During eight years serving as a Cabinet Minister, Ms. Raitt worked diligently with her colleagues as the Harper government launched a range of innovative strategies in support of this important component of Canada’s national economy.


“As I think about the kinds of careers that will be available to my two sons when they hit their 20s, it is clear to me Canadian politicians need to put more energy into fostering our Innovation economy,” said Ms. Raitt.  “With the right economic backdrop, mentoring and access to risk capital,  an entrepreneur-backed IT or Life Science start-up can grow from one employee to 50 in a matter of months.  In many ways, it has never been easier to start and grow your own business.  That said, I am confident our country can do a better job of capitalizing on the financial commitment taxpayers make each year to Research and Development,” Ms. Raitt added.


As part of her national consultation process, Ms. Raitt is reaching out to Canada’s job-creating entrepreneurs in the hopes of securing their best policy ideas. “I know the Venture Capital Action Plan is working, according to the Canadian Venture Capital and Private Equity Association, while many questions remain about the Scientific Research & Experimental Development tax incentive, targeted immigration programs and the fact that innovation firms cannot access the tax benefits of Canada’s flow-through funding regime.” 

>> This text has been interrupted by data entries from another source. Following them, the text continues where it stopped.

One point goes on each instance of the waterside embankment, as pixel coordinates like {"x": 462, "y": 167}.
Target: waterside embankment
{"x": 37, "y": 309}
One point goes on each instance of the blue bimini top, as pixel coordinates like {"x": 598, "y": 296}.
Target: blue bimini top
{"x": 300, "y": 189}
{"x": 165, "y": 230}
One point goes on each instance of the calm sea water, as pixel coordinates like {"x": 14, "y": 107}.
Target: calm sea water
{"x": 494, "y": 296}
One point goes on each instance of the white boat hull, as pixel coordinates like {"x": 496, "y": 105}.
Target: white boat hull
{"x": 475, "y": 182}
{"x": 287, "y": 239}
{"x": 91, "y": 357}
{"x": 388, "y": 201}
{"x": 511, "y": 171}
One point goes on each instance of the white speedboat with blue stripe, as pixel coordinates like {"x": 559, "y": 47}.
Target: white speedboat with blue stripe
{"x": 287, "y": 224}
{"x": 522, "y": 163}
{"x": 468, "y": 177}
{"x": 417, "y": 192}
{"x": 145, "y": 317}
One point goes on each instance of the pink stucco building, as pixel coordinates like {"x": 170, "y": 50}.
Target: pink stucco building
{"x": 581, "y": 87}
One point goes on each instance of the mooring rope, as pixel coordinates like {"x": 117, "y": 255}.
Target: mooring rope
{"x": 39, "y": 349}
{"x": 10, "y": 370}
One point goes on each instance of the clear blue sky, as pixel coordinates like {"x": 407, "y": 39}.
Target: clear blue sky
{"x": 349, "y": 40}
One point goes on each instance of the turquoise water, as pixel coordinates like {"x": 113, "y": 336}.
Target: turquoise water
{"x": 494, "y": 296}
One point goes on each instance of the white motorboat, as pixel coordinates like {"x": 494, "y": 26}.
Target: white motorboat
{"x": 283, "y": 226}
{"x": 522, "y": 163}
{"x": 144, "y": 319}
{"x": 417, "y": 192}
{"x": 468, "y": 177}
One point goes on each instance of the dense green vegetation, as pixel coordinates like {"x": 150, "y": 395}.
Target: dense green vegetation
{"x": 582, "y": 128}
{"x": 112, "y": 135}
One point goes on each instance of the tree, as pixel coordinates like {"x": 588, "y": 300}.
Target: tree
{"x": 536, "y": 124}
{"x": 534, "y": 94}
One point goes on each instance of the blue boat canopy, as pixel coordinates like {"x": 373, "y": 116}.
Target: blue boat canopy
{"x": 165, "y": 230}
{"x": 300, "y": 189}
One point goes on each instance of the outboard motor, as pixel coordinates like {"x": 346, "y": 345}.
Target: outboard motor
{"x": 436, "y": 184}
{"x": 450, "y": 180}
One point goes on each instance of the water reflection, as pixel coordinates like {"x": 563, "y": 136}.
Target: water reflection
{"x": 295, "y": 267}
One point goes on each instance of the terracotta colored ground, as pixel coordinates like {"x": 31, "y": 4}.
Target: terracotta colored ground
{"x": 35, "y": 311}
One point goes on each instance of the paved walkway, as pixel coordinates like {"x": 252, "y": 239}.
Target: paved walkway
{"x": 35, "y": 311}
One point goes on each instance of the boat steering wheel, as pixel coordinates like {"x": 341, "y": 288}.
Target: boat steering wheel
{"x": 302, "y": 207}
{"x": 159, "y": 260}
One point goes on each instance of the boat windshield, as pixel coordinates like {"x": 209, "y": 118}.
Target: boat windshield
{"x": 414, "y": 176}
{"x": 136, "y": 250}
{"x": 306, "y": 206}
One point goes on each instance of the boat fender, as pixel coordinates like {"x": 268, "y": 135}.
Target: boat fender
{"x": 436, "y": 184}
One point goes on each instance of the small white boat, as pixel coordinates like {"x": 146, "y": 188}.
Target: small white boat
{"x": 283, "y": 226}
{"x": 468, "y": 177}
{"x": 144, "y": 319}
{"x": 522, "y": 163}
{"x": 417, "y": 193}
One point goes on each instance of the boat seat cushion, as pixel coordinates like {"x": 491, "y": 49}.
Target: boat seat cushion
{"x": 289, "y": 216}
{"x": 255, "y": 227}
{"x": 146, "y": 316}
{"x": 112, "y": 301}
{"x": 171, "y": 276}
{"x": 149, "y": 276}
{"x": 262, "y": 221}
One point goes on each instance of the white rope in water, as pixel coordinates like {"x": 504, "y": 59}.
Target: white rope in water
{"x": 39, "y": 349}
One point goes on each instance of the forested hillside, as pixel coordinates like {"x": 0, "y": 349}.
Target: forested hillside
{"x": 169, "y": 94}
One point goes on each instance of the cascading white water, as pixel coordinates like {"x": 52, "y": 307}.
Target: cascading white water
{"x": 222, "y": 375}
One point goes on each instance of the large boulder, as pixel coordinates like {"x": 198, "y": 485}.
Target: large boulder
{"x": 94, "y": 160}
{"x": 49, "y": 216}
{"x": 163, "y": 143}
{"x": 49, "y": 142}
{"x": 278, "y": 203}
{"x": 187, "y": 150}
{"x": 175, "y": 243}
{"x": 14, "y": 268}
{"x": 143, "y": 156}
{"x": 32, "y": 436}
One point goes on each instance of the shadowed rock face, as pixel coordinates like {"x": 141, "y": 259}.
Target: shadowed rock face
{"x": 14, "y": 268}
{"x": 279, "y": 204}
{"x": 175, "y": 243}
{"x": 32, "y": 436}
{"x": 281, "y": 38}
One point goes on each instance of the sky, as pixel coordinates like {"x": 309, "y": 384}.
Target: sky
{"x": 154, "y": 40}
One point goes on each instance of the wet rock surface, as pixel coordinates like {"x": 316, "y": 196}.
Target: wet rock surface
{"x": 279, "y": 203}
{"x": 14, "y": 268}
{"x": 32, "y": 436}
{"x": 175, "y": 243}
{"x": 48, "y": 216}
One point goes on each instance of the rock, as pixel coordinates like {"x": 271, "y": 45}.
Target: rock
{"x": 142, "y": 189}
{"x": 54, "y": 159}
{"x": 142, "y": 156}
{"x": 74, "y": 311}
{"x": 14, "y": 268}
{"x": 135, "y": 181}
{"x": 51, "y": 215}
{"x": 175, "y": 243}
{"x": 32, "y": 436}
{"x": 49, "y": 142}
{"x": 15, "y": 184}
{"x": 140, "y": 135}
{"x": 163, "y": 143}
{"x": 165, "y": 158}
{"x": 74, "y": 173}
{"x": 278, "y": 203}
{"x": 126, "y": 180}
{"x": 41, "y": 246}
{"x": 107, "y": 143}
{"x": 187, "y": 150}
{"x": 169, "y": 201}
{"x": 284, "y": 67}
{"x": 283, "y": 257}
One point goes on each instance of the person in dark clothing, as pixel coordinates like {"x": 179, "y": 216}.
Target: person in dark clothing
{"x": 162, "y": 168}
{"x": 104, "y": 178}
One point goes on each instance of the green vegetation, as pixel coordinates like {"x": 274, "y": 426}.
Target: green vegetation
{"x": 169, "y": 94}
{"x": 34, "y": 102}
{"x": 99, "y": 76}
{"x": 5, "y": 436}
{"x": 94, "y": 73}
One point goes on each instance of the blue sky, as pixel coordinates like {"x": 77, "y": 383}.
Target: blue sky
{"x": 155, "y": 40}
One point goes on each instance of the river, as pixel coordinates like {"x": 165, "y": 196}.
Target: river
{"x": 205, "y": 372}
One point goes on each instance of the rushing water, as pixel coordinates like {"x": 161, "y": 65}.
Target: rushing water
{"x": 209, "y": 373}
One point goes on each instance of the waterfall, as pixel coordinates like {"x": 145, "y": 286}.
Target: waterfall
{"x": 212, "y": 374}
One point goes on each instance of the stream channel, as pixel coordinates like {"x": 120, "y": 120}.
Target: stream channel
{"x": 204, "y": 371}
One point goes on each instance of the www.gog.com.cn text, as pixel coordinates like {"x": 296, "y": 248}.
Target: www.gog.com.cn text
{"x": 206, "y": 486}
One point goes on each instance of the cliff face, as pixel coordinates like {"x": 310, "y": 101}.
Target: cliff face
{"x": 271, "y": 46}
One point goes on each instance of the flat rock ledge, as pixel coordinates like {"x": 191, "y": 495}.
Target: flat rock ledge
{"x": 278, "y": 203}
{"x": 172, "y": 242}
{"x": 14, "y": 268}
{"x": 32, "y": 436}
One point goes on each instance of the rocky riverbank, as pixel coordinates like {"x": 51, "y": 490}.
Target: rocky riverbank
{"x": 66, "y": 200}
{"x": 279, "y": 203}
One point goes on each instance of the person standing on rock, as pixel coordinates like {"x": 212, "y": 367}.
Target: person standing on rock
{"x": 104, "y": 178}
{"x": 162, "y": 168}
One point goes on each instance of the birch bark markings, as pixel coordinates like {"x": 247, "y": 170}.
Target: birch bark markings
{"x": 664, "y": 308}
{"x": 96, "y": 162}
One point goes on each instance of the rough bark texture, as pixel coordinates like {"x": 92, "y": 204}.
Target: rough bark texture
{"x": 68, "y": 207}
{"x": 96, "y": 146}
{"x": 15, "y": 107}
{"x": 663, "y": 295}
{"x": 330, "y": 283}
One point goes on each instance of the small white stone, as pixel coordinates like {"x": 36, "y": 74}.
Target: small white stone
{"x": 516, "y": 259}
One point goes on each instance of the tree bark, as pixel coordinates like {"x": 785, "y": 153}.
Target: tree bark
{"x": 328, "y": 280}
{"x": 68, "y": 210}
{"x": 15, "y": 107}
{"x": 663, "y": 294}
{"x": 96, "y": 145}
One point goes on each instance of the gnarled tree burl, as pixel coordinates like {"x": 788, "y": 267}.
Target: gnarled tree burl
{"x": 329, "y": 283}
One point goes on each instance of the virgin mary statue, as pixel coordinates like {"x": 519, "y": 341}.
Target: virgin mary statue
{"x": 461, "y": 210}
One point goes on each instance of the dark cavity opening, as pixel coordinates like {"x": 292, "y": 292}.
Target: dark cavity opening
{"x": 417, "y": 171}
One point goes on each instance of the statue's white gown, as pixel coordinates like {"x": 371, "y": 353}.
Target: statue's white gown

“I’ve read the various reports by Red Wilson, BDC, McKinsey and Tom Jenkins, to name a few,” she said.  “Frankly, Canada needs to move beyond report writing and into action-mode.  I’m struck by the fact that Canada still punches substantially below its weight when compared to the amount of venture capital that entrepreneurs raise each and every year in the United States, our largest trading partner.  The ideas currently being discussed by Bill Morneau’s Advisory Council on Economic Growth aren’t going to begin to reduce that walloping investment deficit.”


There are a variety of ways to help Canadian entrepreneurs succeed.  British Columbia introduced an Angel Tax Credit.  Alberta’s Innovation Corporation has tested numerous management and funding structures. Ontario has tried its hand with the Ontario Venture Capital Fund and Ontario Emerging Technologies Fund, after cancelling its labour-sponsored fund program.  The Quebec government has gone to great lengths to promote its biotech and IT sector using a combination of tax policy and fund-of-fund investing while New Brunswick has successfully invested in tech firms from time-to-time. 


“My goal is to bring together our best minds and develop an Innovation strategy that Canadians can rally behind in 2019,” Ms. Raitt continued.


Over the coming weeks, Ms. Raitt will be holding round-table sessions with entrepreneurs, angel investors, researchers, venture capitalists and academics in many of Canada’s key innovation regions, including Vancouver/Burnaby, Calgary, Waterloo and Montreal. She is meeting with entrepreneurs and risk-capital providers in Toronto later today, and has already conducted similar roundtable sessions in Kanata and Halifax.